Here is how Nevada students performed combined:

• Elementary school English language arts: 44.1% proficient

• Elementary school math: 36%

• Middle school English language arts: 45.1%

• Middle school math: 25.6%

• High school English language arts: 45.7%

• High school math: 21.2%

Among Nevada’s 18 public school districts, including the statewide State Public Charter School Authority, CCSD consistently ranked in the middle of the pack.

The results

Career and technical high schools generally scored well above district and state averages. — for example, Advanced Technologies Academy scored 94.1% proficient in reading and 68.9% in math. The schools with the lowest proficiencies were typically in the urban core.

The top-scoring comprehensive high schools in CCSD were Coronado (69.7% reading, 43.3% math) and Boulder City (74.2% reading, 37.4% math). For middle schools it was Sig Rogich (73.2% reading, 51.2% math) and Bob Miller (68% reading, 46.8% math). And for grade schools it was James and Rae Smalley (80.6% reading, 73.7% math) and Billy and Rosemary Vassiliadis (78.1 reading, 74% math).

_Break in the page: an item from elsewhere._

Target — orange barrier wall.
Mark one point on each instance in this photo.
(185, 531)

Other schools of note include: James Gibson Elementary, which improved by 23.5 percentage points in reading and 22.6 percentage points in math, and the College of Southern Nevada’s three high schools, which are within the public junior college’s campuses and run by CCSD — at the Charleston campus in particular, 92.3% of students were proficient in reading and 73.6% in math.

There were some victories for schools serving low-income, inner-city children. C.C. Ronnow, Lewis Rowe and Stanford elementary schools, where at least three-fourths of the children come from poverty, posted some of the highest year-over-year improvements in reading across the district. Ronnow, in the east valley, posted a gain of roughly 19 percentage points.

“Despite the traumas our students experienced because of the pandemic, they have continued to make gains despite the emotional and mental toll they endured,” said Irene Cepeda, president of the CCSD School Board. “Through it all, our teachers, administrators, and support professionals continued educating our students to facilitate their rebound toward academic success and recovery.”